The ever-increasing frequency and intensity of extreme weather events, especially storms and floods, and the implications for workers has put the questions about who pays during enforced shutdowns of workplaces or workers opting for health and safety reasons not to travel to work.

Unite the Union released the results of its survey, titled Workers in the Eye of the Storm, based on over 1,500 responses from members in both the North and the South.

Weather warnings ignored 

The findings were launched at press events, which were addressed by the father of Matthew Campbell and electrical engineer and Unite member who lost his life when a tree fell on him and a colleague during storm Ali in 2018. Subsequently, in court, Matthew’s employer, Lagan Construction Ltd, and Newry Mourne and Down District Council were both fined £50,000 for effectively ignoring the red weather warning issued by the Met Office at the time. 

This should have been a turning point, with proper arrangements in place to prevent workers from being put at unnecessary risk. Yet only 16% of members surveyed in the North reported that their employer had an extreme weather policy in place.

The overarching theme in the surveys is that employment law and employer-level policies have not kept pace with the realities of climate change, which are being felt each year on this island.

Yet even when a storm hits a significant portion of employers proves incapable of improvising any kind of arrangements. Some 27% of those surveyed in the South said they received no timely information from their employer about arrangements for working from home during the last Red weather alert (storm Ewoyn), when working from home was an option.

There are no objective standards for what constitutes essential work, and some respondents indicated a difference between themselves and their employer on this point.

Not feeling safe 

Forty-eight per cent of those surveyed who had to travel to work reported not feeling safe. There is weak legislation in the South that permits workers to request to work from home, but not explicitly in extreme-weather scenarios; it is framed instead from a family-friendly or commuting perspective. The legislation empowers employers to refuse requests in any event, and there has been a generalised pushback against remote work arrangements, regardless of extreme weather.

Members surveyed who either made the decision not to go to work in the context of the red weather alert and/or because of caring responsibilities having to be met with schools closed or whose place of work correctly shut down in light of the red alert reported having to bear the full cost in terms of loss of a day’s pay or a day’s annual leave or being told to work up the hours post their return to work.

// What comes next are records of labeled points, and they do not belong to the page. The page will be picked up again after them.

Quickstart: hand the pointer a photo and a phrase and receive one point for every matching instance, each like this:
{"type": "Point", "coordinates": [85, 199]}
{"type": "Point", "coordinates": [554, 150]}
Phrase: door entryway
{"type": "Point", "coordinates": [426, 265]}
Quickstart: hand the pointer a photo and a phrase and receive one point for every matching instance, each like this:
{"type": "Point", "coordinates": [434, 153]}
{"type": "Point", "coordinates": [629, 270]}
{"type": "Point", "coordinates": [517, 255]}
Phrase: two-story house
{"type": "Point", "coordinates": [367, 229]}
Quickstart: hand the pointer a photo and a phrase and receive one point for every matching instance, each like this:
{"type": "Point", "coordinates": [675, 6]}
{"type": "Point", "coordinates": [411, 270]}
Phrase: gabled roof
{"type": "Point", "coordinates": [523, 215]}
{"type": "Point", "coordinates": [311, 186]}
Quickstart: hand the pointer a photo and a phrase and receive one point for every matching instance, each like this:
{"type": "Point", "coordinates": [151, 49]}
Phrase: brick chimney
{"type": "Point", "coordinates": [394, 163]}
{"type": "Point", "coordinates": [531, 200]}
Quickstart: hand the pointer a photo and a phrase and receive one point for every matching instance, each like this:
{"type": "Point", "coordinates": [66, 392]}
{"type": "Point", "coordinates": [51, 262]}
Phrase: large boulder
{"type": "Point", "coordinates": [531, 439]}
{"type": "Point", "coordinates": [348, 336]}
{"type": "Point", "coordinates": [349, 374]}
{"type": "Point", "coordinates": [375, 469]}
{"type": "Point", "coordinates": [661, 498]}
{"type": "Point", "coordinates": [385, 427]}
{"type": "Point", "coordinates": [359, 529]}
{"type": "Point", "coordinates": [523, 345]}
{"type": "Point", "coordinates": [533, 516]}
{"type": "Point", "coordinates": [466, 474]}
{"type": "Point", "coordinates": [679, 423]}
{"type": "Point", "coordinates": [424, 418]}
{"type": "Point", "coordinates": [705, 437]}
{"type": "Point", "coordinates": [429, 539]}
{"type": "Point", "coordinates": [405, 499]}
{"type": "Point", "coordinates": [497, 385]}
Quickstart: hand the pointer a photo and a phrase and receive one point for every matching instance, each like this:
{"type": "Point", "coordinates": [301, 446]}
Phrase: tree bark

For low-paid workers whose employers in non-essential sectors decide to recklessly operate as normal, the pressure to compromise with one’s safety so as not to lose a day’s pay is significant.

Where Unite is organised, it will campaign for proper workplace-level policies in place that protect health and safety and ensure workers do not bear the brunt of disruptions to normal working. This also includes working in high temperatures, indoors or outdoors, with the example given in Unite’s recommendations of ‘climate leave’ being provided for in other jurisdictions. 

Beyond the bosses, the administration on this island is responsible for legislating to ensure the standards Unite is fighting for in workplaces where it organises apply to all workers. Crucially, health and safety standards at work — and how they are implemented —should not be left to management; workers should be democratically allowed to control how they are implemented.